Encontré Ia muerte en Hiroshima.
Sólo soy una niña; tenía siete años,
pero los niños muertos no crecen.
Primero se incendiaron mis largos cabellos,
mis manos ardieron, al igual que mis ojos.
Mi cuerpo no fue más que un puñado de cenizas
mezcladas con el viento de un cielo nublado.

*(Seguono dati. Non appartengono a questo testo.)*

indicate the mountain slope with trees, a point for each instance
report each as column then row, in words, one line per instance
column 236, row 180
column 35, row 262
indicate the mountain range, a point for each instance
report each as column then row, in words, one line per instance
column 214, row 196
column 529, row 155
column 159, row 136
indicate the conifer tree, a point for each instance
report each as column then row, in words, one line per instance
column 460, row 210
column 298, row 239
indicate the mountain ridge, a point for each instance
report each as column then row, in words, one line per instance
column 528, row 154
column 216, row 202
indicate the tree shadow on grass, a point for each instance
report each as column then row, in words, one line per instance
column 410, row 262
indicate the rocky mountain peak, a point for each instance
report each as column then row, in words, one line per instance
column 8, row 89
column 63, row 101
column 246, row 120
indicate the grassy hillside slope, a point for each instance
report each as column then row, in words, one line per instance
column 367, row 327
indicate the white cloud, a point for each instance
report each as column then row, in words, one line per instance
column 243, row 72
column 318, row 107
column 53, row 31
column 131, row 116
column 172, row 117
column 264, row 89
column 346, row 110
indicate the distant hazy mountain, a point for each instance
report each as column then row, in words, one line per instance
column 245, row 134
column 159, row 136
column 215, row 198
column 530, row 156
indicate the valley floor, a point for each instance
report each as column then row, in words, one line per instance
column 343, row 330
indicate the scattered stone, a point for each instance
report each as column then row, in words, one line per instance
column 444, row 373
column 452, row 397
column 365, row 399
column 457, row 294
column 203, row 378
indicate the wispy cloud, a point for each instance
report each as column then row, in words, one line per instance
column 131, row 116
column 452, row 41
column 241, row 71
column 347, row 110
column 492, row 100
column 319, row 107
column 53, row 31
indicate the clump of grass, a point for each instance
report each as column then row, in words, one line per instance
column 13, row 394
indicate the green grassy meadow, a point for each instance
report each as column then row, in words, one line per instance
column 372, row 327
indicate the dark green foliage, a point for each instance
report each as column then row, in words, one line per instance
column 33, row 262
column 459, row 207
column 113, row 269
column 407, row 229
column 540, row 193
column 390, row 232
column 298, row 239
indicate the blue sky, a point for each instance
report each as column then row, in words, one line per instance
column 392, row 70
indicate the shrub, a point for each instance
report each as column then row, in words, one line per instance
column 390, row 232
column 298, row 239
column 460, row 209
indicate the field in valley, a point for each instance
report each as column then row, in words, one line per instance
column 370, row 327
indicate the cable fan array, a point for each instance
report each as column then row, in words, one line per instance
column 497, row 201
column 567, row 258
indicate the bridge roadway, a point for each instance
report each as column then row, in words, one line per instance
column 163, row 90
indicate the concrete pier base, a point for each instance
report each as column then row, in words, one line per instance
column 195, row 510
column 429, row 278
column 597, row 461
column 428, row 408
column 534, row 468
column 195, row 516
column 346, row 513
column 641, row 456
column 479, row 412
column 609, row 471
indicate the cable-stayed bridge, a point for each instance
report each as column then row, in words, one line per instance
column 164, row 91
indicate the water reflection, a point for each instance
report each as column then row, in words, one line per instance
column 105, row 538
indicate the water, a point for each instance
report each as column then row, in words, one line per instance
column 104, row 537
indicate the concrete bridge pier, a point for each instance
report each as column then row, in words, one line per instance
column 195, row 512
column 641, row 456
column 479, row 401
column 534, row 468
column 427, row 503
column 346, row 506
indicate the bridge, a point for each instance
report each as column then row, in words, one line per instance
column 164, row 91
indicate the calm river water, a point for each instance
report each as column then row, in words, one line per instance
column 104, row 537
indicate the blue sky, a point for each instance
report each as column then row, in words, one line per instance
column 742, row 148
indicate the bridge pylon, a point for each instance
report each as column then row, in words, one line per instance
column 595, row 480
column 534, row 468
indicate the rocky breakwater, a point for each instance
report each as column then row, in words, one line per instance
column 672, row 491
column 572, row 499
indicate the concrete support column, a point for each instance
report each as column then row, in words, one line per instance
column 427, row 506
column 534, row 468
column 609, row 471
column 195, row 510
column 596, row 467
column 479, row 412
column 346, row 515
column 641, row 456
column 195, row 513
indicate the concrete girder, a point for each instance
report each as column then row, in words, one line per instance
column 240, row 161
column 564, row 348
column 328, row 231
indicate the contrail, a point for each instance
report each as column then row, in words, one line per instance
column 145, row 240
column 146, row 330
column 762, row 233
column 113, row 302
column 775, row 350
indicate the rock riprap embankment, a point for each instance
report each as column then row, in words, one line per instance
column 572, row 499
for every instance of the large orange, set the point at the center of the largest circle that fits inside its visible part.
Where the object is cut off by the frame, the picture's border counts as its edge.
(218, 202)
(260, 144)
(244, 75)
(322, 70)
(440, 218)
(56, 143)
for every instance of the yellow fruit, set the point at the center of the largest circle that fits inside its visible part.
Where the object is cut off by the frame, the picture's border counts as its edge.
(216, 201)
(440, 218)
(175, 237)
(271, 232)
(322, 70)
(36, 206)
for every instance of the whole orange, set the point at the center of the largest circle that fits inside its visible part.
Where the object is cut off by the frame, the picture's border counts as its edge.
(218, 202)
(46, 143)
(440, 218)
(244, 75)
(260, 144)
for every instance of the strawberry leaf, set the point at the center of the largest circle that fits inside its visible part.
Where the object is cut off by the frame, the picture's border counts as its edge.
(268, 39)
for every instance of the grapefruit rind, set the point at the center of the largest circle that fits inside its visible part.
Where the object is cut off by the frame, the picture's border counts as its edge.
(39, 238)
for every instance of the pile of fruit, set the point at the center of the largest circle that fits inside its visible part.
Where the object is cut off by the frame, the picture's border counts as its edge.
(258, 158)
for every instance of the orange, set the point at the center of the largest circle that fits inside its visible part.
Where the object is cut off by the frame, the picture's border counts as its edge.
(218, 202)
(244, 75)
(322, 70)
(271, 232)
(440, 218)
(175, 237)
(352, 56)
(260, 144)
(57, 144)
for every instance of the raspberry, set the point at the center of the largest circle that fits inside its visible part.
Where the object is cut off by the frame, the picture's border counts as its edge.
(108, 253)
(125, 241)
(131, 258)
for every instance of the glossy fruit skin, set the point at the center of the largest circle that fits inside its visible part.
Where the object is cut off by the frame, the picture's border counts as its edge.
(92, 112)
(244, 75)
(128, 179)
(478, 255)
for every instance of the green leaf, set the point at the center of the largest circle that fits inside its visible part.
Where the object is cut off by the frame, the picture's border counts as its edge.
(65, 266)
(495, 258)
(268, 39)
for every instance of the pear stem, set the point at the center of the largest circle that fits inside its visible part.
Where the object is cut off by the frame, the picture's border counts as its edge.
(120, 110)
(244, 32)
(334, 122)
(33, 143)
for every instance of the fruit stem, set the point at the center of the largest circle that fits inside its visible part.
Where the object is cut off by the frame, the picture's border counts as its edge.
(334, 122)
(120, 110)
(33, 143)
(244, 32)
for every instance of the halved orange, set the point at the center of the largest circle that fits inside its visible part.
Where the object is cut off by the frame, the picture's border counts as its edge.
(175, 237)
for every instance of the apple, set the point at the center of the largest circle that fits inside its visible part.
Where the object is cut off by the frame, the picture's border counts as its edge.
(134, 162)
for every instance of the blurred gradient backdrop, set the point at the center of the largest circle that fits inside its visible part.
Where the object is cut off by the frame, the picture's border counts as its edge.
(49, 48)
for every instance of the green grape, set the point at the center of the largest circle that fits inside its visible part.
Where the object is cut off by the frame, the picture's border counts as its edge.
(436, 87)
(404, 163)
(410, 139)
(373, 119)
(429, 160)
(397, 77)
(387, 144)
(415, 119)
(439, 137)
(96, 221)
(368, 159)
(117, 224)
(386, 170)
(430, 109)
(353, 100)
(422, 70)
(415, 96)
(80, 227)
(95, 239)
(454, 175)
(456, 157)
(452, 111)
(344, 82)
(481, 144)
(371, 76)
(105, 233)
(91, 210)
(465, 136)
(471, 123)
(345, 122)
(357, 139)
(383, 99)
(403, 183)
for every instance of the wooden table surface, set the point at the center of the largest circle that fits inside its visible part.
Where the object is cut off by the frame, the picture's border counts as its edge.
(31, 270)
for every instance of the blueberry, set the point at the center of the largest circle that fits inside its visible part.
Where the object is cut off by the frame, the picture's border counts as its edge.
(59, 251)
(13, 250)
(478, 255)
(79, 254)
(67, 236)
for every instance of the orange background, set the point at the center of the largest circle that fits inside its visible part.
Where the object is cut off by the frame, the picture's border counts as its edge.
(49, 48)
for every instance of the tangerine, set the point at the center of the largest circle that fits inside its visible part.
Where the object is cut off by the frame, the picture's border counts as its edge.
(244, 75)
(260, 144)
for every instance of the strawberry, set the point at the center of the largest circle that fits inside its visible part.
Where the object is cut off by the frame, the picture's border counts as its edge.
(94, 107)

En verdad, nada quiero de vosotros,
a mi ya nadie puede mimarme.
La niña que ardió cual hoja de periódico,
nunca más probará vuestros bombones.

Sono io, sono io che chiama alla vostra porta, qui come in altri luoghi, a tutte le porte. Non vi spaventate se rimango invisibile. Non è possibile vedere una piccola morta. Qui stavo io, dieci anni fa. Incontrai la morte ad Hiroshima. Sono solo una bambina; avevo sette anni, ma i bambini morti non crescono. Prima si incendiarono i miei lunghi capelli, le mie mani arsero, così come i miei occhi. Il mio corpo non fu più che un pugno di ceneri mescolate nel vento di un cielo nuvoloso. In verità nulla voglio da voi, nulla ormai può viziarmi. La bambina che arse come un foglio di giornale non assaggerà mai più le vostre caramelle

Con questa canzone dovrebbe terminare il disco, perché con essa termina la trattazione del tema dei quattro cavalieri dell'Apocalisse. Tuttavia, così come si è premesso ad essa una sorta di prologo, ecco a mo' di epilogo un poema di César Vallejo intitolato Massa: un appello alla solidarietà che vuole offrire una soluzione, non pratica, ma utopistica. Il poema non e cantato ma recitato come se un vecchio raccontasse una storia ad un gruppo di bambini.




15 - MASA



Al fin de la batalla,
y muerto el combatiente, vino hacia él un hombre
y le dijo: "¡No mueras; te amo tanto!"
Pero el cadáver, ¡ay! siguió muriendo.

Se le acercaron dos y repitiéronle:
"¡No nos dejes! ¡Valor! ¡Vuelve a la vida!"
Pero el cadáver, ¡ay! siguió muriendo.

Acudieron a él veinte, cien, mil, quinientos mil
clamando: "¡Tanto amor, y no poder nada contra la muerte!"
Pero el cadáver, ¡ay! siguió muriendo.

Le rodearon millones de individuos,
con un ruego común: "¡Quédate, hermano!"
Pero el cadáver, ¡ay! siguió muriendo.

Entonces todos los hombres de la tierra
le rodearon; les vio el cadáver, triste, emocionado;
incorporose lentamente,
abrazó al primer hombre; echose a andar.

Alla fine della battaglia, e morto il combattente, venne verso di lui un uomo e gli disse: «Non morire! Ti amo tanto!». Ma il cadavere, ahimè! continuò a morire. Gli si avvicinarono due e gli ripeterono: « Non ci lasciare! Coraggio! Torna alla vita!». Ma il cadavere, ahimè! continuò a morire. Accorsero a lui in venti, in cento, mille, cinquecentomila, esclamando: « Tanto amore e nessun potere contro Ia morte! ». Ma il cadavere, ahimè! seguito a morire. Lo circondarono milioni di individui con una preghiera comune: « Rimani, fratello!». Ma il cadavere, ahimè! seguito a morire. Infine tutti gli uomini della terra lo circondarono: li vide il cadavere triste, emozionato: abbracciò il primo uomo, cominciò a camminare.

E il disco termina con un inno, che è la fusione di vari inni nazionali, a significare la auspicata solidarietà tra tutti gli uomini della terra.